A sua independência foi considerada uma traição por muitos dos seus anteriores companheiros políticos. Depois do episódio, numa longa lista, Omtzigt divulgou os epítetos usados por estes para o descreverem. Iam desde "idiota" a "psicopata" e "doente".
Visto por muitos como um paladino idealista que desafia a ordem prevalecente e que não se deixa silenciar sob pressão, Omtzigt prefere manter os pés no chão.
"Não sou um messias mas penso que posso propor políticas realistas", tem afirmado este economista formado no Reino Unido e em Itália, antes de se virar para a política, confessando-se também admirado com o sucesso do seu pequeno partido e com a possibilidade de se tornar chefe do governo holandês.
A sua relutância em assumir o cargo liga-se à necessidade de preservar a sua energia, que o levou a evitar alguns debates durante a campanha, em favor de atividades de ginásio ou da arbitragem num clube de futebol de Enschede.
Sarah de Lange, professora de política na Universidade de Amsterdão, considera que a relutância de Omtzigt em assumir o poder é bem vista por um eleitorado cansado de anos sob Rutte, durante o qual se desenvolveu uma prática política pouco transparente e que quer um novo rumo.

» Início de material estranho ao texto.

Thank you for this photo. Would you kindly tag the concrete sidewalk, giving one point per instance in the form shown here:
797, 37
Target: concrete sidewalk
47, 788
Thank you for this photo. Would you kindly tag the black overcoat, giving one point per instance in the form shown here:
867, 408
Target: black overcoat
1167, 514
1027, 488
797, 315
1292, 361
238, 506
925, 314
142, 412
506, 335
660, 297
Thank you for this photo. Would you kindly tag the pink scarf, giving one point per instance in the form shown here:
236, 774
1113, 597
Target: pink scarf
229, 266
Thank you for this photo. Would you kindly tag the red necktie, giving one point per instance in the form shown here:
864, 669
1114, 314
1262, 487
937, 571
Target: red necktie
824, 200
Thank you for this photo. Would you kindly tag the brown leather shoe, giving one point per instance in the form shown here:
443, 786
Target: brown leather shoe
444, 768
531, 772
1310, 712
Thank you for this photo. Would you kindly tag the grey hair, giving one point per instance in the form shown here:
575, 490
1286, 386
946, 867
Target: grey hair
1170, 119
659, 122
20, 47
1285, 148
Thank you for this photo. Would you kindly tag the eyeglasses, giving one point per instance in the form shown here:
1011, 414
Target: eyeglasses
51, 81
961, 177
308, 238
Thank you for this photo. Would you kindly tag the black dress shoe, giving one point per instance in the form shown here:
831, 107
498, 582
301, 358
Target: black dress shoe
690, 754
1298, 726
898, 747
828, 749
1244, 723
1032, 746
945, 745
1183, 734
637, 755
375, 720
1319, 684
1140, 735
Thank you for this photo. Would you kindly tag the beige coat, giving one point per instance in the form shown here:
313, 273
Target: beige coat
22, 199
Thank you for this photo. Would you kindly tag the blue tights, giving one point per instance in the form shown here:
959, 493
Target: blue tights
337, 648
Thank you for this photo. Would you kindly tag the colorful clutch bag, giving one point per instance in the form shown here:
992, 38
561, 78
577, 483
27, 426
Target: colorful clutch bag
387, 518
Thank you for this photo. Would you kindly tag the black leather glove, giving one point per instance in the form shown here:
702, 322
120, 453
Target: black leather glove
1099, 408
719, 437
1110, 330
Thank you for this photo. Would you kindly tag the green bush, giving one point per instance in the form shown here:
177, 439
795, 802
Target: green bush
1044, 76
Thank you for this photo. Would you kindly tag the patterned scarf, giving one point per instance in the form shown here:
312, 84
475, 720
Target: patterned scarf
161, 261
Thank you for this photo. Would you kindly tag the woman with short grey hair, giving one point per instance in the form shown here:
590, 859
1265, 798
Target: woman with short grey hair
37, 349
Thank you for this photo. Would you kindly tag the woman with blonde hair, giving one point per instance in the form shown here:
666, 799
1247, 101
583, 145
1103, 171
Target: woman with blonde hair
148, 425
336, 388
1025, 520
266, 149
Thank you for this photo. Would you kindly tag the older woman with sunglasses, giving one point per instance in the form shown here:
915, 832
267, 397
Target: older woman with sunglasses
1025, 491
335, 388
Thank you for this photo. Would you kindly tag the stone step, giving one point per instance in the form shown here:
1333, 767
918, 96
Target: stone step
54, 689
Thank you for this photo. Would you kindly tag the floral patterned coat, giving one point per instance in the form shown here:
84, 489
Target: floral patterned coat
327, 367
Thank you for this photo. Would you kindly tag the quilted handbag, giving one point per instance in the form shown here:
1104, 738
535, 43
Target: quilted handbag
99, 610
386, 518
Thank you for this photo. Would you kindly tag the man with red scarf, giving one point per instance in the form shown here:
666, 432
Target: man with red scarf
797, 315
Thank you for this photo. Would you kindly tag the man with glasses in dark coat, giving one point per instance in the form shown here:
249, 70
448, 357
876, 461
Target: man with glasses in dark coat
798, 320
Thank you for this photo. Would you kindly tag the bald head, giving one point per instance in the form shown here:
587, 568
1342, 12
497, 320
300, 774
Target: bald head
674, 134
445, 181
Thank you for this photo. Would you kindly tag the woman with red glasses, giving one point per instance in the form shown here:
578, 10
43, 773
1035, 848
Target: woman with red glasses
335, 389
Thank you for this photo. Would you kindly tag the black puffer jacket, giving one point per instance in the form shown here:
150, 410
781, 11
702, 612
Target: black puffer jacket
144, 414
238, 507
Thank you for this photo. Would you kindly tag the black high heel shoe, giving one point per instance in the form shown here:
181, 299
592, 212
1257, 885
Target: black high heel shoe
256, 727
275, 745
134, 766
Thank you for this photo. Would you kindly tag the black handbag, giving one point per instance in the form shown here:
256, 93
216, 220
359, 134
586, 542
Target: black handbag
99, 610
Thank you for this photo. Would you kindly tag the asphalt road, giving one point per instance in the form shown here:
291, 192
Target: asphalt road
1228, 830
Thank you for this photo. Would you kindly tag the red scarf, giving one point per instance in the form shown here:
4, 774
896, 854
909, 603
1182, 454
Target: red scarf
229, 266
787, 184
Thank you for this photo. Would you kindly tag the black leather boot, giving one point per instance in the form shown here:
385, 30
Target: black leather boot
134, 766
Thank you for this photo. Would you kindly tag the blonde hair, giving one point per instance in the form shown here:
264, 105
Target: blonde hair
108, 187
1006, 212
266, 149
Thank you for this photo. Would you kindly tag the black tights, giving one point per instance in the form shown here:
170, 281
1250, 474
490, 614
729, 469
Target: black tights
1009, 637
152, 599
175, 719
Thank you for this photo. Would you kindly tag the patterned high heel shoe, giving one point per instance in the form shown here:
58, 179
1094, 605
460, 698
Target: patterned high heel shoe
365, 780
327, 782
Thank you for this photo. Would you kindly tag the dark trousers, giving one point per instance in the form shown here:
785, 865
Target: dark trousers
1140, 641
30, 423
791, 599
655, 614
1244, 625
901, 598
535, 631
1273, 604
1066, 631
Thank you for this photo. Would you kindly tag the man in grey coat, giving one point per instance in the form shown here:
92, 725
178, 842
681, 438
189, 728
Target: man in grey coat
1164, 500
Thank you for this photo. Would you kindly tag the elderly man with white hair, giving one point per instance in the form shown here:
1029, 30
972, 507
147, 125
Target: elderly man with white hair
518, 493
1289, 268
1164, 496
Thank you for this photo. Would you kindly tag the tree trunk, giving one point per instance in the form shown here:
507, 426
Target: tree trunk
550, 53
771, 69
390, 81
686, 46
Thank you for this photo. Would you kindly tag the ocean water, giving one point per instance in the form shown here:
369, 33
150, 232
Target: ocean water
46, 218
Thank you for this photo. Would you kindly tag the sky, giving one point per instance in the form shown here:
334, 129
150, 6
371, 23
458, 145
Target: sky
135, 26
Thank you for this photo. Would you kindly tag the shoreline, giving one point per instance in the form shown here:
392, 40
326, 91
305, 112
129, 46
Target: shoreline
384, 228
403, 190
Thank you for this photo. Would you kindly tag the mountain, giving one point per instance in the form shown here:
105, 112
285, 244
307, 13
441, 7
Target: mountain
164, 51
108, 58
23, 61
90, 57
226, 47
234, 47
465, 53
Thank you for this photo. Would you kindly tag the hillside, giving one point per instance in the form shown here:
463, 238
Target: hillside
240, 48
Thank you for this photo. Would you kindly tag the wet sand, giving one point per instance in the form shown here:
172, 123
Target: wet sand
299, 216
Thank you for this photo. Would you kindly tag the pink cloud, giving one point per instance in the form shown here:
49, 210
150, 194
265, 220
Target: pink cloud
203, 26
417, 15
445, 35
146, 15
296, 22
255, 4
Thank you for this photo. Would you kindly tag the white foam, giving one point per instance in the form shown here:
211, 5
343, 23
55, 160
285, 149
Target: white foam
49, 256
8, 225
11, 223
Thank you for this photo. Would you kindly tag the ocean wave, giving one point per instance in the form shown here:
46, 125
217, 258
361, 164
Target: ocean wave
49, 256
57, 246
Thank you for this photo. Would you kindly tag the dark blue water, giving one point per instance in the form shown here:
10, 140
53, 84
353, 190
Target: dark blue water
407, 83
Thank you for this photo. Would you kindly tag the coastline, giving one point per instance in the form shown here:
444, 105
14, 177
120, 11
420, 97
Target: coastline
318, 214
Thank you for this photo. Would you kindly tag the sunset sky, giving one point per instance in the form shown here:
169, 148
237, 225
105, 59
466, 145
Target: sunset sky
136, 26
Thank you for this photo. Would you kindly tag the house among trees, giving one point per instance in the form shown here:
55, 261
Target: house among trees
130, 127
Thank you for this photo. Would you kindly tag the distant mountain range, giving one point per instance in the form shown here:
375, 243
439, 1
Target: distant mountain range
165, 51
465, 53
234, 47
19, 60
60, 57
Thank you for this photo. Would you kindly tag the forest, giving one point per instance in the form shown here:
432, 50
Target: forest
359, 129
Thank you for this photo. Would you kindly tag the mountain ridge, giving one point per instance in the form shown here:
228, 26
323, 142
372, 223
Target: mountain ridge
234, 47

A confiança dos holandeses no governo de Haia está em mínimos de 10 anos e Omtzigt emergiu como um antiRutte, visto pelos eleitores como de confiança e tenaz.
O centrista defende uma mistura de ideias progressistas e conservadoras.
Economicamente quer agravar os impostos sobre as fortunas, reforçar os direitos dos trabalhadores e aumentar o salário mínimo. É contudo apoiante de políticas de direita quanto à imigração e em questões éticas, como o aborto e os direitos de transgéneros.
A sua principal promessa é a reforma do Estado através de um tribunal constitucional que vigie os políticos, e uma reforma eleitoral que introduza círculos uninominais nos quais os votantes elegem o seu representante diretamente em vez de listas nacionais. Quanto à Europa e depois de ter desempenhado cargos na Assembleia Parlamentar do Conselho da Europa, Omtzigt afirma-se a favor de uma cooperação europeia mas contra um aprofundamento da união.